After Peter shared his testimony, Christ pronounced marvelous blessings on him:
“Blessed art thou, Simon Bar-jona: for flesh and blood hath not revealed it unto thee, but my Father which is in heaven.
“And I say also unto thee, That thou art Peter, and upon this rock I will build my church; and the gates of hell shall not prevail against it.
“And I will give unto thee the keys of the kingdom of heaven: and whatsoever thou shalt bind on earth shall be bound in heaven: and whatsoever thou shalt loose on earth shall be loosed in heaven” (Matthew 16:17–19).
In trying to become master teachers, we too will frequently ask questions that prompt learners to share their testimonies, both verbally and in their hearts. We will invite our learners to seek personal testimony-building experiences in their daily lives. Then, if the atmosphere in the classroom or home is conducive to the Spirit, our learners will feel comfortable in sharing spiritual experiences and testimonies with each other.
He taught about service by serving. What a lesson it must have been for His disciples as He washed their feet! “If I then, your Lord and Master, have washed your feet; ye also ought to wash one another’s feet.
“For I have given you an example, that ye should do as I have done to you” (John 13:14–15).
He taught about love by loving. “A new commandment I give unto you, That ye love one another; as I have loved you, that ye also love one another” (John 13:34).
He taught about prayer by praying. After offering prayers so intimate and so sublime that they cannot be recorded, He said, “And as I have prayed among you even so shall ye pray in my church . … Behold I am the light; I have set an example for you” (3 Nephi 18:16).
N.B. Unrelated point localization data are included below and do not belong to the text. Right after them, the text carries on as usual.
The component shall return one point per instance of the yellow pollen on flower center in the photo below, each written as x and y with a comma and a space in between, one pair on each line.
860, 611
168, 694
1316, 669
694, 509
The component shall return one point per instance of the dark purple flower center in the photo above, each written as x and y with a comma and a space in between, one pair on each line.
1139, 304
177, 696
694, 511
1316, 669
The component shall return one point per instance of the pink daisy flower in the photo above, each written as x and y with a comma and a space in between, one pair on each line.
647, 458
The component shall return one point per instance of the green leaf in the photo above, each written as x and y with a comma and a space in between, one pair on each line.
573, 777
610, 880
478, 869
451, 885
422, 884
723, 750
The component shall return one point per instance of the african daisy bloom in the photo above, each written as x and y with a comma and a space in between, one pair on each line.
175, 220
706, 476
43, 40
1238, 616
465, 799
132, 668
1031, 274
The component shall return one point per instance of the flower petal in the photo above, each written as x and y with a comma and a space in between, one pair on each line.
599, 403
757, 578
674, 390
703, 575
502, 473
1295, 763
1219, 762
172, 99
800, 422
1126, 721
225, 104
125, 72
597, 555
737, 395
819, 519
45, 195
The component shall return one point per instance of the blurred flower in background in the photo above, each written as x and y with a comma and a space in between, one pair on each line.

Jesus Christ has provided a pattern for all gospel teachers who desire to teach in His way. While not perfect as was He, we can strive diligently to live what we teach. In the words of a children’s song, teachers should be able to say, “Do as I’m doing; follow, follow me!”2
All gospel teachers are invited to adopt the following six core principles, which reflect the way the Savior taught:
Seek after the one.
Focus on the needs of your learners.
Live what you teach.
Know available resources.
Help your learners recognize the Spirit.
Be a teachable teacher.
Create a learning atmosphere.
Set high expectations.
Encourage your learners to testify.
Ask effective questions.
Listen to your learners.
Use the scriptures.
Use stories and examples.
Promise blessings and testify.
Help your learners practice.
Follow up on invitations.
As we apply these principles, we will become better teachers, better learners, better parents, and better disciples of Jesus Christ. For He has commanded us to “teach one another” “diligently,” in a way “that all may be edified of all” (D&C 88:77, 78, 122). May those we teach glimpse in us something of the Master Teacher and come away from the experience not merely informed, but transformed.